There's GOLD in them thar electronics!

There's GOLD in them thar electronics!

The economics of electronics recycling is affected by commodity prices, such as oil

It's fair to say that interest in gold is longstanding. This includes recovering the gold used as a conductor in electronics -- especially cell phones, which use more than laptops.

Gold is considered a particularly good conductor, but much of it is never recovered and reused. There are a number of ways of separating it and other precious metals from electronics, including smelting through chemicals. The latter involves the use of toxic chemicals, such as cyanide, mercury and hydrochloric acid. Ample protection is needed, but the incentive is clear, and how-to videos can get millions of page views.

A ton of cell phones, somewhere in the range of 6,000 actual phones, may contain as much as 300 to 350 grams of gold (that's about 9 to 11 ounces), according to Umicore, in congressional testimony. Umicore is a Brussels-based metals and mining firm.

Gold is now selling for about $1,300 an ounce.

Researchers at the University of Edinburgh in Scotland have come up with a method to selectively separate gold from electronics with chemicals that are "low toxic," said Professor Jason Love, of the university's school of chemistry. He says the chemical processes used today aren't very selective for gold.

The research findings were recently published by Angewandte Chemie, a German peer-review scientific journal.

The electronic parts with gold are placed in a mild acid, which can be a very diluted hydrochloric acid now used by some but in stronger concentrations to separate gold. An oily liquid, which could be something like a kerosene, is added. This oily liquid contains the compound developed by the researchers that selects the gold, transfers it from the acid solution into the oily solvent, where the gold is recovered.

"I think it's important to make sure that we don't just waste these materials, because a lot of time and effort has been made to actually get the materials out of the ground in the first place," said Love. "But not enough effort is actually put into recycling these materials."

It's not yet clear whether this less-caustic recovery process can be translated into a low-cost process that can be used at scale. Recyclers are more likely to use smelters today to recover gold from electronics.

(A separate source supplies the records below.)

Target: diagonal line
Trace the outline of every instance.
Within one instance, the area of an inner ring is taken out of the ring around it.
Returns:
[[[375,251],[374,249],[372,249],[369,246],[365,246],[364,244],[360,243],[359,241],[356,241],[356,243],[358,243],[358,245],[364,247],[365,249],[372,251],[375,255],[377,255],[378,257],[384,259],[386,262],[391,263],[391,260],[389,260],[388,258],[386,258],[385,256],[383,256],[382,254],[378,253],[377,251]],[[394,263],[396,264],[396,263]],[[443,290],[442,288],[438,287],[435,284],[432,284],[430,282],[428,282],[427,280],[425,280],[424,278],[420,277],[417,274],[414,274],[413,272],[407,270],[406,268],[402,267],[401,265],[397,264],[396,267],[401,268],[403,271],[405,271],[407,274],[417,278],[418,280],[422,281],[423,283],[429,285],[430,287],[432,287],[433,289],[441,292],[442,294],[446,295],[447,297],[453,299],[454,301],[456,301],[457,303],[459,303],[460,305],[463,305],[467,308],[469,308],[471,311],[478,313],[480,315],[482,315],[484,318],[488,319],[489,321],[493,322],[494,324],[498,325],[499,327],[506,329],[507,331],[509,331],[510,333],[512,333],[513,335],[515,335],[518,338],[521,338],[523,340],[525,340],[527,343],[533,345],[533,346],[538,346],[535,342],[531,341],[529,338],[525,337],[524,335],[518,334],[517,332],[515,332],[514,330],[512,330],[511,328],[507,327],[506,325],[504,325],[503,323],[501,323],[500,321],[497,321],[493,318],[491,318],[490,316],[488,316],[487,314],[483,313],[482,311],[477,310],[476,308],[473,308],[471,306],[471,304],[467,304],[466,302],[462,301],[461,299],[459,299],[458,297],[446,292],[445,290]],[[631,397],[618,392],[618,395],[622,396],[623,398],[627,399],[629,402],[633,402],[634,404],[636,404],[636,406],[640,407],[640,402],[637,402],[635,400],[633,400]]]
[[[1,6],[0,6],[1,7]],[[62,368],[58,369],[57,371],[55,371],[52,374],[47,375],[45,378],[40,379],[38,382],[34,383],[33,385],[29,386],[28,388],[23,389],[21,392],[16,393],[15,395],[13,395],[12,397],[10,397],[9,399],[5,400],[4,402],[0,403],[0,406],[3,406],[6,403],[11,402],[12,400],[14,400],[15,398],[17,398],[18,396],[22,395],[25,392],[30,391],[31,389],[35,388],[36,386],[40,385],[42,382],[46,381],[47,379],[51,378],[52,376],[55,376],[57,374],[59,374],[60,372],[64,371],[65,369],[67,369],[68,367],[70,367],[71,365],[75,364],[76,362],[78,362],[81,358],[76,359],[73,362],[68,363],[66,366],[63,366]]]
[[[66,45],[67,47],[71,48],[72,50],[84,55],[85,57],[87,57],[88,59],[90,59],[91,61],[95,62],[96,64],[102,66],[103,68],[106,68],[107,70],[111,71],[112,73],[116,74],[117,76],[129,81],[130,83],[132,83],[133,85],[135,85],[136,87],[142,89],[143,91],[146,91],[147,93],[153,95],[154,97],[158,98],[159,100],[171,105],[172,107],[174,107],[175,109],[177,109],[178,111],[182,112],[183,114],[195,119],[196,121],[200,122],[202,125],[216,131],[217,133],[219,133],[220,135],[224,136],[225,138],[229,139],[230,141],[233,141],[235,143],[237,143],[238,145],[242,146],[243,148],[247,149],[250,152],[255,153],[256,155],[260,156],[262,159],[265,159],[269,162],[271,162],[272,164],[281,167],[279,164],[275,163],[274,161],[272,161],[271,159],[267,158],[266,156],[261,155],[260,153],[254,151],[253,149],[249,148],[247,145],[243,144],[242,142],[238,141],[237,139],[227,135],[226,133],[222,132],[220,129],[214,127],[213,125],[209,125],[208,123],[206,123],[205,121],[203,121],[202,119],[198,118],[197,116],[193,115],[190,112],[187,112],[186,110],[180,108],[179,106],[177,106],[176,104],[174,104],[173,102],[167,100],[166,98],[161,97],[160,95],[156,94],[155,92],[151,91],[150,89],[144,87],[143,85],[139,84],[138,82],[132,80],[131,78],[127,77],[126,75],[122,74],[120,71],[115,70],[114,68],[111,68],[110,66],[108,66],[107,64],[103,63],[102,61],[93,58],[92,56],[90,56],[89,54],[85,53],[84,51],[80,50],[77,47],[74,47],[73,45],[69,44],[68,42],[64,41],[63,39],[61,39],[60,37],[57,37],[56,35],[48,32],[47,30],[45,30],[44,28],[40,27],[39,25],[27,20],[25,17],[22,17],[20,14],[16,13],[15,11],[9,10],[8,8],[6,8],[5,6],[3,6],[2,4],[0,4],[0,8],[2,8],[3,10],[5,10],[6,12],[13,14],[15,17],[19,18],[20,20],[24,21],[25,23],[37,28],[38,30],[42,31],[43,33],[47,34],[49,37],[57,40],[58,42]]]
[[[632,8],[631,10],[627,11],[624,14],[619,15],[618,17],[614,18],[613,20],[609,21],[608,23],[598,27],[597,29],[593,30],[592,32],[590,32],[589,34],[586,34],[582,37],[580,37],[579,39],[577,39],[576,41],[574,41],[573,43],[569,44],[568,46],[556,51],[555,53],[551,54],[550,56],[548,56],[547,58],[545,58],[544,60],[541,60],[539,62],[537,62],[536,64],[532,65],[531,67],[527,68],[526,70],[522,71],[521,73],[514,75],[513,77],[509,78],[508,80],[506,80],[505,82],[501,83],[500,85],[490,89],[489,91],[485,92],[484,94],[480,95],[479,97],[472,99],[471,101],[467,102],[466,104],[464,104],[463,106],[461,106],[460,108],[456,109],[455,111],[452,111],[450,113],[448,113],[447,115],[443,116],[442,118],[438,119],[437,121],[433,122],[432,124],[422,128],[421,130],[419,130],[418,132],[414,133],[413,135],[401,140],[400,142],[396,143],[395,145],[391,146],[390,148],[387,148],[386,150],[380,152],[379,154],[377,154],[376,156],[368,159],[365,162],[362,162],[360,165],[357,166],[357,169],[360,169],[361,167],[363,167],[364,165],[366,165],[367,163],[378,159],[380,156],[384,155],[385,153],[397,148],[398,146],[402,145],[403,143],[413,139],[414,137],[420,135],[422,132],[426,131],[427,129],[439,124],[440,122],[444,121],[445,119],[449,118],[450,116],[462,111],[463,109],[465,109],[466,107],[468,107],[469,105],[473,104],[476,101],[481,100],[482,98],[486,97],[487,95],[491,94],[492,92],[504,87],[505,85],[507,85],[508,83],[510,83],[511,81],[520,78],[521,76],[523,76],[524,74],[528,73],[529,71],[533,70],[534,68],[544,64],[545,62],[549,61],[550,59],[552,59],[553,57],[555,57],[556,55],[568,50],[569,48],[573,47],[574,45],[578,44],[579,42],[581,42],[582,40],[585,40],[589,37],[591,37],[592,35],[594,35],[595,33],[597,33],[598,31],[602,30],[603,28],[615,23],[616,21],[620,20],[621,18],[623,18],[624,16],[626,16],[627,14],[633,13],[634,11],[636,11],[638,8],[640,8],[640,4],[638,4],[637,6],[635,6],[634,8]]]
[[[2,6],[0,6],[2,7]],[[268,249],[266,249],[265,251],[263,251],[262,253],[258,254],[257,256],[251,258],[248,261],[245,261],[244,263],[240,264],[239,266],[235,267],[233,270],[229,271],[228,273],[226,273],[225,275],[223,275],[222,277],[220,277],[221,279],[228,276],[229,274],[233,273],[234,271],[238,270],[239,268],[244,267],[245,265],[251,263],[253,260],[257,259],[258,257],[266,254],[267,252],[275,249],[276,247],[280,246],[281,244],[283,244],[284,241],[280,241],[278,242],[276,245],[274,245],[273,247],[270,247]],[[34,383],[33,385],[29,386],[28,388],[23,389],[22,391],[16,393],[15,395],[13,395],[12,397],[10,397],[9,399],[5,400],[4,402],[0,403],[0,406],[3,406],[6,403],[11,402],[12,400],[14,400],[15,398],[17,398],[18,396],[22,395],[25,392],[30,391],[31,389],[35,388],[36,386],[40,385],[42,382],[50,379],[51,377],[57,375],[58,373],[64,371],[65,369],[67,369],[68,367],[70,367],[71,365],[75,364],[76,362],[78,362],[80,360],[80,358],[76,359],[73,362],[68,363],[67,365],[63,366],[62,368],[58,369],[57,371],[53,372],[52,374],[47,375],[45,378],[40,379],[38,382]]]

Sean Magann, vice president of Sims Recycling Solutions, is skeptical about the chemical process. Sims uses complex copper smelters to extract gold. The smelters, which take ore from the ground and separate it with other contaminants, are well suited to take on electronics as well. The electronics are sprinkled in with the ore.

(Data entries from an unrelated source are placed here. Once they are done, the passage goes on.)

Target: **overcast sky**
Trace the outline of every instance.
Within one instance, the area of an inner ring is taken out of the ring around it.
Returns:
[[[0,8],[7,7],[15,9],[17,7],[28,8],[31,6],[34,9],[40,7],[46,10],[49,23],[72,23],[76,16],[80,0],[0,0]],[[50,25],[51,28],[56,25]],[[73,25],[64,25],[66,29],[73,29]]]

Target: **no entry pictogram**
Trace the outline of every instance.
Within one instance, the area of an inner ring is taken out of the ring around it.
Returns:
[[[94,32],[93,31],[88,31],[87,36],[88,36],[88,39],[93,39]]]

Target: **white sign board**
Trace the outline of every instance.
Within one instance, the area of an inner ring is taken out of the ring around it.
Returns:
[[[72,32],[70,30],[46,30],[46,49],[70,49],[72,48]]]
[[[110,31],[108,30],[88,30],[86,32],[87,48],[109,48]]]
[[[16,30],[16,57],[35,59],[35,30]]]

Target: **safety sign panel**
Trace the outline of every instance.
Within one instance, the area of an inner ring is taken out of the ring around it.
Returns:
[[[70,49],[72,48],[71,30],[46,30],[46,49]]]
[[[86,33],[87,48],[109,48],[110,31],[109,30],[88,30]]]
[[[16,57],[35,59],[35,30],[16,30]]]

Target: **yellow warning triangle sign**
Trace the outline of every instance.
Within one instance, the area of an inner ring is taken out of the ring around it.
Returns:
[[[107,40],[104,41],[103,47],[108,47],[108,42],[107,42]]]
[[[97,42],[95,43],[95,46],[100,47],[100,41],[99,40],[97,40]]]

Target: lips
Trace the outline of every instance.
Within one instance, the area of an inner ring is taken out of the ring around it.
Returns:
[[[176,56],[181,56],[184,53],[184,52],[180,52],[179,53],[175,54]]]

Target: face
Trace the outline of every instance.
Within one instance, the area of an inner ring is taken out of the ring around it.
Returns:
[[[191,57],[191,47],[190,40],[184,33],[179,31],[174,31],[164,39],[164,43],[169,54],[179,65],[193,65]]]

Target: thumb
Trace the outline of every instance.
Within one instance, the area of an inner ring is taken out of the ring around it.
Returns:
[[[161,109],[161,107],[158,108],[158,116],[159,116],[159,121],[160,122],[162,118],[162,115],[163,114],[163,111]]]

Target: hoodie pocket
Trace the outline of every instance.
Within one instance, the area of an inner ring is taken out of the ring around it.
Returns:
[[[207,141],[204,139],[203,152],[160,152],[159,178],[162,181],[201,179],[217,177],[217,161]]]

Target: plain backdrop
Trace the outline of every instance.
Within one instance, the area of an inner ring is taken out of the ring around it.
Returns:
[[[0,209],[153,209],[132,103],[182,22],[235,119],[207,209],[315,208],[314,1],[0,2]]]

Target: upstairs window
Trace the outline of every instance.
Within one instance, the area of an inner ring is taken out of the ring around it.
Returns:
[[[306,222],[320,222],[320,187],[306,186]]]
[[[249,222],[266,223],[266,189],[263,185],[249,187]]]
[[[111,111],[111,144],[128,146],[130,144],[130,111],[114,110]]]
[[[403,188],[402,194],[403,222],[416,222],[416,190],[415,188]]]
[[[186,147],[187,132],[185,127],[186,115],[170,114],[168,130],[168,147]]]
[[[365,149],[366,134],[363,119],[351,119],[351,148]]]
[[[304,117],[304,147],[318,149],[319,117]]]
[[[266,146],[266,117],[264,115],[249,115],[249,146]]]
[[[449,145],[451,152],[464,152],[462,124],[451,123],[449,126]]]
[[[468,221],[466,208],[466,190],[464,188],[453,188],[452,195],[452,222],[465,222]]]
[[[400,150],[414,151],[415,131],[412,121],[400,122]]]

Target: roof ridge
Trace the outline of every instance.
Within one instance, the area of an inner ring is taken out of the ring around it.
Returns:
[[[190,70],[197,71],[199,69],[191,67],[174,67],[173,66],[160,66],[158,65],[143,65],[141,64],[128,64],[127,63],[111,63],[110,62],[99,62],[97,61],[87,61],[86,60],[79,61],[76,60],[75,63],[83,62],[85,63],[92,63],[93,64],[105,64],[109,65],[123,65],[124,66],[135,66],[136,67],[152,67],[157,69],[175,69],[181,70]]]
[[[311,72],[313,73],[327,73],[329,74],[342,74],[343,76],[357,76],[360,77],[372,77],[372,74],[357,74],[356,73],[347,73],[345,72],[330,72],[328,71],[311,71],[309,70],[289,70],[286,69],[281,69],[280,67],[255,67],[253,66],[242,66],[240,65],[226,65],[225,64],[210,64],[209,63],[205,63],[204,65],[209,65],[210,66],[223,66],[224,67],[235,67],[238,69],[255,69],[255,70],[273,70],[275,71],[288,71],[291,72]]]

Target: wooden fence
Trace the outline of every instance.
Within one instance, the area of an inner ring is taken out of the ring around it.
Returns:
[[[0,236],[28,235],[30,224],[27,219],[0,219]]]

Magann says this processing is efficient, and most of the cost is in shipping and handling of the electronics to the smelter.

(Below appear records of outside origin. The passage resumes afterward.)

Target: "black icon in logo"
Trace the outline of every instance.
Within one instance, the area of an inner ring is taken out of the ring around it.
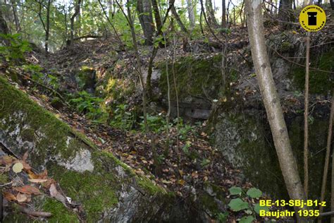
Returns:
[[[316,25],[316,14],[317,12],[308,12],[307,15],[309,15],[309,25]]]

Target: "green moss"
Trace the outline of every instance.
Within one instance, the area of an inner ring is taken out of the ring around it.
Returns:
[[[116,205],[118,197],[116,191],[123,190],[122,184],[128,185],[134,177],[137,185],[148,193],[159,193],[157,198],[159,199],[168,197],[163,188],[154,185],[144,176],[137,176],[130,167],[111,153],[99,151],[85,135],[73,131],[1,77],[0,89],[0,124],[4,127],[2,129],[9,133],[19,128],[20,136],[23,129],[30,130],[25,132],[25,137],[30,141],[34,139],[32,137],[37,138],[34,140],[35,145],[30,155],[30,161],[34,163],[34,167],[46,167],[49,175],[59,183],[65,194],[82,204],[87,222],[97,222],[105,210]],[[8,100],[8,98],[13,100]],[[60,155],[64,160],[69,160],[81,149],[91,152],[94,167],[92,172],[68,170],[49,159]],[[14,152],[23,155],[25,151]],[[118,165],[124,168],[128,176],[122,179],[118,176],[115,168]]]
[[[1,222],[28,223],[37,222],[36,220],[30,218],[27,215],[23,214],[20,211],[18,205],[17,203],[10,203],[9,205],[6,207],[6,211],[11,214],[6,215],[2,219]]]
[[[54,173],[66,194],[82,204],[88,222],[99,219],[104,210],[118,203],[115,191],[119,182],[106,171],[79,173],[53,164],[49,169]]]
[[[221,212],[218,207],[218,204],[214,201],[214,197],[207,193],[202,193],[199,195],[199,200],[201,204],[206,210],[210,211],[211,214],[216,215]]]
[[[12,132],[16,125],[11,124],[11,121],[24,119],[24,121],[18,122],[22,125],[18,126],[21,130],[20,136],[23,140],[38,142],[34,152],[38,152],[39,155],[32,156],[35,165],[43,164],[45,159],[50,155],[60,155],[66,159],[72,157],[78,148],[83,147],[82,142],[87,146],[96,147],[85,135],[73,131],[68,125],[59,121],[53,114],[32,103],[26,95],[11,86],[1,77],[0,88],[0,103],[4,106],[4,109],[0,112],[0,119],[6,121],[3,129]],[[15,100],[8,100],[8,98],[15,98]],[[21,115],[20,112],[24,115]],[[68,135],[73,136],[70,145],[66,143]]]
[[[48,222],[74,223],[80,222],[75,213],[68,210],[63,204],[54,199],[47,198],[42,210],[52,214],[52,216],[48,218]]]
[[[0,183],[5,184],[8,182],[8,177],[6,174],[0,174]]]
[[[111,153],[102,151],[101,152],[101,155],[102,156],[112,159],[115,162],[116,164],[121,166],[130,176],[132,176],[135,178],[136,182],[138,184],[138,186],[140,186],[142,189],[147,191],[149,194],[154,195],[156,193],[161,193],[161,194],[167,195],[166,191],[163,188],[159,186],[154,185],[147,177],[138,176],[131,168],[130,168],[128,165],[120,162],[119,159],[115,157]]]
[[[96,71],[91,67],[83,66],[77,73],[76,79],[80,89],[88,88],[95,85]]]
[[[167,73],[166,62],[160,62],[156,66],[161,71],[159,88],[163,94],[167,94]],[[168,64],[168,76],[171,86],[174,88],[173,68]],[[188,96],[205,97],[209,95],[216,97],[222,86],[221,55],[203,57],[184,56],[174,64],[177,90],[180,99]],[[174,88],[173,88],[174,89]],[[205,90],[205,92],[204,91]],[[175,90],[171,91],[171,97],[175,99]]]
[[[312,67],[320,70],[333,71],[334,68],[334,49],[323,54],[318,61],[312,63]],[[304,90],[305,86],[305,68],[295,67],[292,69],[291,76],[299,90]],[[311,93],[326,95],[333,87],[333,81],[330,80],[330,73],[320,71],[310,70],[309,89]]]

"If you have to process every pound of material using a chemical, I don't know how you can compete against a smelter," said Magann.

Not surprisingly, the recycling industry is very sensitive to commodity prices.

Bob Houghton, CEO at Sage Sustainable Electronics points out that when oil was $140 a barrel, you could justify the expense of separating plastics from the electronics. Plastics are made from oil.

When oil reached $75 a barrel -- it's now at about $45 a barrel -- "virgin plastics became as competitive as recycled plastics," said Houghton.

Gold prices move sharply as well. In 2012 it was selling for more than $1,800 an ounce, or $500 more than today.